The Ladder by Hamutal Bar-Yose
For most of Israel’s existence, the land between the Jordan River and the Mediterranean Sea has been discussed as the site of human conflict. But with the poem that opens the latest English translation (by Esther Cameron) of her selected poems, The Ladder, Tel Aviv-based poet Hamutal Bar-Yosef offers another view of the region, as “an overgrazed, ashen growth that produces small purple miracles of stable existence, serious as children’’ eyes.” In this vision, the land itself is violent, with or without people, and peace is an organic, happy accident. “My cruel land, I am from you,” the poem ends, providing an introduction to Bar-Yosef’s matter-of-fact poetics and sober worldview.

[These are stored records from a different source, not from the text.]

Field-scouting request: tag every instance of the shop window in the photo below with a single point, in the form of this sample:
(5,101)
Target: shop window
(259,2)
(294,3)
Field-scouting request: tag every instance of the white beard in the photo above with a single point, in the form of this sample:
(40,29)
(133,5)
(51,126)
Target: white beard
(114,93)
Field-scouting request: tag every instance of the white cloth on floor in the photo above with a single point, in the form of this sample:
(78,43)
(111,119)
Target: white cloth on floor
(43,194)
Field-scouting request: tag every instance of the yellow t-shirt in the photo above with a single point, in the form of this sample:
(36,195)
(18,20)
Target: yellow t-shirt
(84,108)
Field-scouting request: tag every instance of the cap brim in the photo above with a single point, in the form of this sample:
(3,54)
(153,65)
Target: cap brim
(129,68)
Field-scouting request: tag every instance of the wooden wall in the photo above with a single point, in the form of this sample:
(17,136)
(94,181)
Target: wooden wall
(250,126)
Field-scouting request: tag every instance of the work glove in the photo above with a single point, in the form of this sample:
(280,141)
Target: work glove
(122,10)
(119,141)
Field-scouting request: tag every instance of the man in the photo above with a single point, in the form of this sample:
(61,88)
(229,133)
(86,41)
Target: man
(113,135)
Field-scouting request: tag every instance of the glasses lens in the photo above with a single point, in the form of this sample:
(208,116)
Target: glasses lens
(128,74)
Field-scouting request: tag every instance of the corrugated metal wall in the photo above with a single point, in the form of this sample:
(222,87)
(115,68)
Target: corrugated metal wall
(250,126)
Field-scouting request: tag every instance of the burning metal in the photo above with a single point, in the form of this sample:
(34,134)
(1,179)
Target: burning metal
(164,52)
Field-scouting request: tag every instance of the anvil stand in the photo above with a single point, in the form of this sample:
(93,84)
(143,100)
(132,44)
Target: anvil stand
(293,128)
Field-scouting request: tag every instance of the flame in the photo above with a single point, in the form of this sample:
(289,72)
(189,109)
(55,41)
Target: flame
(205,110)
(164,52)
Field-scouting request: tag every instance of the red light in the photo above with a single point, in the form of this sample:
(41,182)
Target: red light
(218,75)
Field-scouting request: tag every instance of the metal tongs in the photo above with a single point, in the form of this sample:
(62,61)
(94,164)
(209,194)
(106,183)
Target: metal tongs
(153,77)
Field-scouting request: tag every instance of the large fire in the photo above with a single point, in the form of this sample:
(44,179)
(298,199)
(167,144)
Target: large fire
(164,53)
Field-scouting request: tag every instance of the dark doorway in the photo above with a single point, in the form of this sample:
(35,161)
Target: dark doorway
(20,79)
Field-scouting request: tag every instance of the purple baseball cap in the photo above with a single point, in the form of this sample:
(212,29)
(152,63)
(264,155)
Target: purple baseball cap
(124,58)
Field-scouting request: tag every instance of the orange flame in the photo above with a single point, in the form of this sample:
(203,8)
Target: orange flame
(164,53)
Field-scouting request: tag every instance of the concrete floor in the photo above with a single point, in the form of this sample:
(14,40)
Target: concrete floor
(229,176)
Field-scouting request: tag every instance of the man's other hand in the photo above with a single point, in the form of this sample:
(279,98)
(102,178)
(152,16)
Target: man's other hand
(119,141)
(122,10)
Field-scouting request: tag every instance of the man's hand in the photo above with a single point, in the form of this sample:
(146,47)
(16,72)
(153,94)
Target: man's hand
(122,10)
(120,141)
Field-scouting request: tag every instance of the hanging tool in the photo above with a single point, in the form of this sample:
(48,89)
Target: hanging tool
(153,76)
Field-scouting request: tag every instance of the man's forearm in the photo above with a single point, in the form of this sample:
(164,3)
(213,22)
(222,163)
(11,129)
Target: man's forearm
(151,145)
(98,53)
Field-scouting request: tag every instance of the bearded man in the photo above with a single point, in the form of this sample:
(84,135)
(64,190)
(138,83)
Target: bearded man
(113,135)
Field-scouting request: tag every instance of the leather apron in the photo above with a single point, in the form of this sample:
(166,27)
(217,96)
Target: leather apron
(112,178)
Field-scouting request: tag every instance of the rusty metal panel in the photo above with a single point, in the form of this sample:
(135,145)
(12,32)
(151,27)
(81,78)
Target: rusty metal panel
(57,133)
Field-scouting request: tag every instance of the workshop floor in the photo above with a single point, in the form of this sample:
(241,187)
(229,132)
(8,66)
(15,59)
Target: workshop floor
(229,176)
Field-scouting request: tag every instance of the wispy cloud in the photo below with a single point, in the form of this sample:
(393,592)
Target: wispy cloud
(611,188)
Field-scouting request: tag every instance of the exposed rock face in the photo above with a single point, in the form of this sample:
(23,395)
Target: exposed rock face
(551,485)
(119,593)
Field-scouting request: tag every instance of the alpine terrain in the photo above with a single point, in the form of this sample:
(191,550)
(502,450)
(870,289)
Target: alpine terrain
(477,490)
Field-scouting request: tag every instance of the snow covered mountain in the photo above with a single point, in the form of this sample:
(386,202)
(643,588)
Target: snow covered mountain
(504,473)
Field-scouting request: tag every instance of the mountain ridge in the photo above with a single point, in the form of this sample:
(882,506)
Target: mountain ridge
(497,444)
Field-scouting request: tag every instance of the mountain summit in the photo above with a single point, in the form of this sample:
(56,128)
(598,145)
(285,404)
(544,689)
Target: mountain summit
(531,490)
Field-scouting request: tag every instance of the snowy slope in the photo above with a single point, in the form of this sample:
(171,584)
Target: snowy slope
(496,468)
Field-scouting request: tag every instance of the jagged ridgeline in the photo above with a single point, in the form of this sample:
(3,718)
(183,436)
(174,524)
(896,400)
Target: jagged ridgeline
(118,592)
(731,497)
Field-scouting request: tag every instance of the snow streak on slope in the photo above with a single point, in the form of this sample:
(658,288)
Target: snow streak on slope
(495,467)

Born in 1940 on Kibbutz Tel Yosef, Bar-Yosef lost her older brother to the 1948 war and, later, her son to suicide. Perhaps consequently, a sense of familiarity with patterns of hope and loss inflects the poems in The Ladder. Acute, too, is the sense of comfort that can come from shared loss, even when one mourner’s instinct is to disconnect. In one poem, Bar-Yosef confronts “the child I was” who stands beside her bed crying. “Go back to your bed, I tell him,/ you’re big now./ But he wants to know/ if I am crying too.”